(Source: Report of officials of India & China on Boundary Question, 1960. Graphic: Graphic by Saurabh Singh)
SINCE THE 1960S, IF NOT EVEN BEFORE THAT, THE Chinese argument on the boundary with India in the Ladakh area as well as the Northeast has suffered from a significant contradiction. While arguing that the line claimed is a “traditional” one forged by thousands of years of history, the Chinese have shied from considering a consistent geographical principle that might shape national boundaries. Rather, China has adopted different geographical criteria to move the goalposts at will.
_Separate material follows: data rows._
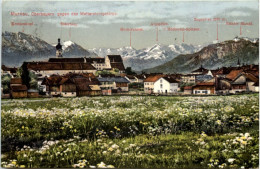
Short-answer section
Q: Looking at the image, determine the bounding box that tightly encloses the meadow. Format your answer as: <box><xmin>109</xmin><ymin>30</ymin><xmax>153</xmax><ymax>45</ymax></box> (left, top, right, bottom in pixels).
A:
<box><xmin>1</xmin><ymin>94</ymin><xmax>259</xmax><ymax>168</ymax></box>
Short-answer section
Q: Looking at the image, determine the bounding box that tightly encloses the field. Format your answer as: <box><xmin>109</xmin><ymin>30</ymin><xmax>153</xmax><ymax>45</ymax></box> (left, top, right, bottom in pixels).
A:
<box><xmin>1</xmin><ymin>94</ymin><xmax>259</xmax><ymax>168</ymax></box>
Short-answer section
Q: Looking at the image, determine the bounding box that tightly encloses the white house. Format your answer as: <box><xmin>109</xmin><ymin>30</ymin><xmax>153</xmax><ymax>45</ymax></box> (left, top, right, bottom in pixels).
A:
<box><xmin>153</xmin><ymin>77</ymin><xmax>178</xmax><ymax>94</ymax></box>
<box><xmin>144</xmin><ymin>74</ymin><xmax>164</xmax><ymax>94</ymax></box>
The creeping nature of Chinese cartographic encroachment which seeks to provide the justification of the nibbling tactics (often referred to as salami slicing) of its military was noted decades ago by Indian officials who were able to see through the fog of manufactured claims and partial reading of maps, treaties and administrative records. “The line claimed by them [the Chinese] is an irregular one turning south from the subsidiary range on which the Karakoram pass is situated, at a point east of the pass, and then arbitrarily cutting across the river valleys of Chip Chap and Chang Chenmo,” says Gondker Rao in The India-China Border: A Reappraisal, first published in 1968 (see map). The book studies at length the invaluable “Report of the officials of the governments of India and the People’s Republic of China on the Boundary question” that examined the evidence on border claims. Set up after the 1959 talks between the prime ministers of India and China failed to resolve conflicting positions, it casts light on the political and ideological nature of the dispute.
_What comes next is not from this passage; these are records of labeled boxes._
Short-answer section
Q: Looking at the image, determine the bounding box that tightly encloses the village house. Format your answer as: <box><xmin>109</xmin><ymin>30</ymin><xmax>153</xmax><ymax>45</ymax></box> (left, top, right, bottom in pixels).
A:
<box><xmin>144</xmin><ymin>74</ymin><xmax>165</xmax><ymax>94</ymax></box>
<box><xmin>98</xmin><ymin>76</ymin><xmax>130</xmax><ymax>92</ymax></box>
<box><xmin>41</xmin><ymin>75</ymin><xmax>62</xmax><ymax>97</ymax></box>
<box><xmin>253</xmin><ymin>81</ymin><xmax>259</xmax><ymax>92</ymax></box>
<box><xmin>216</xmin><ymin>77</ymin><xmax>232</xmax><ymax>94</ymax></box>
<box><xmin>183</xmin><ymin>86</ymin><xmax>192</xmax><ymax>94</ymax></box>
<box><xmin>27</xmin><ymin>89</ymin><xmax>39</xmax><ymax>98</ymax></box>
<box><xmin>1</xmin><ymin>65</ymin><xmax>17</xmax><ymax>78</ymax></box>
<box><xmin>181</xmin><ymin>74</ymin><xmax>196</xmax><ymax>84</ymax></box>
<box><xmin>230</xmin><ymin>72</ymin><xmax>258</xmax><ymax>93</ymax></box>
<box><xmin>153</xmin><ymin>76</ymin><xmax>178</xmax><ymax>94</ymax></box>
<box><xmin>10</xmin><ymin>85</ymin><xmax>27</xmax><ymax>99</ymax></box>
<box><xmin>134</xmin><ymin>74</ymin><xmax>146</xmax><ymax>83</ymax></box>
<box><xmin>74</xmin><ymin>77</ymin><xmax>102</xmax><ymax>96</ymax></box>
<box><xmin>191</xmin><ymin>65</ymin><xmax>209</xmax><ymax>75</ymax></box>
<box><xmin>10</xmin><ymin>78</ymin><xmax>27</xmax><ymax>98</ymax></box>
Inevitably, there were Chinese and Indian versions of the report, but the material discussed by Rao and others shows how the Chinese claim lines follow no watershed principle, a natural separation between territories and nations in mountainous areas unaffected by political changes. The Shyok and Chengmo basins are inhabited by Ladakhi people and there is no set of features that is a natural barrier between the main Karakoram Range and the Kuen Lun (Kunlun) Range. Rao, who was an advisor to the Indian team that met Chinese officials, was well placed to review the materials. While he persuasively argues that there is no credible record of Chinese sovereignty south of the Kunlun, in the more immediate context it is clear that China’s current claims are far south of the Macartney-MacDonald Line (a proposed boundary in Aksai Chin) and are a result of decades of incremental intrusions which cut across the Galwan river, the site of a bloody clash between Indian and Chinese troops on June 15, 2020.
In the context of the Sino-Indian boundary in Ladakh, the ongoing site of military tensions, there have been migrations but no political invasions. Even in the case of invasions through the mountains in the northwest, political frontiers did shift back and forth but essential national boundaries are broadly identifiable. The presence of people of Tibetan stock in Ladakh, Nepal or Sikkim does not alter the traditional basis of a watershed boundary, Rao has argued. In fact, India has resisted attempts to lump ethnicity with boundary delineation. There are maps and surveys by British officials and cartographers from the mid-1800s onwards that clearly show the boundary with the Indian alignment along the Kuen Lun. On the other hand, there is a dearth of Chinese surveys or maps. Later Chinese postal maps from 1917 to 1933, a careful compilation of official material, make it clear that Aksai Chin was never surveyed for the simple reason that it was not part of China’s territory. The 1684 treaty between Tibet and Ladakh, disputed by China, ratified a boundary that had long been in existence. There are references to it in Tibetan literature and led to an exchange of missions for several decades. The treaty of 1842, notes Rao, came about after fighting caused by Zorawar Singh’s attempts to extend the Kashmir frontier and agreed not to alter boundaries “fixed from ancient times”.
The historical record is relevant in the light of arguments suggesting an equivalence or ‘two sides’ to the story. A compromise that takes into account ground realities might be a practical solution but China’s claims to a boundary that intrudes well into Indian territory lacks evidence considered when examining a traditional boundary. Acknowledging Tibet’s independent past is anathema to China, but until it was annexed in 1951, the kingdom did exercise the right to sign agreements. More than five decades ago, Rao wrote that “mere assertions” that the Chinese boundary always lay across the Chip Chap, Galwan and Chang Chenmo rivers or at the Kong-ka pass carried no weight. In his foreword to Rao’s book, S Gopal, who headed the research for the Indian side in the 1960 talks, notes that the boundary dispute arose due to China laying claim to large parts of Indian territory: “A clear understanding of the border problem is essential to grasp the current dimensions of political and ideological tones of the controversy.” The lesson remains relevant even today.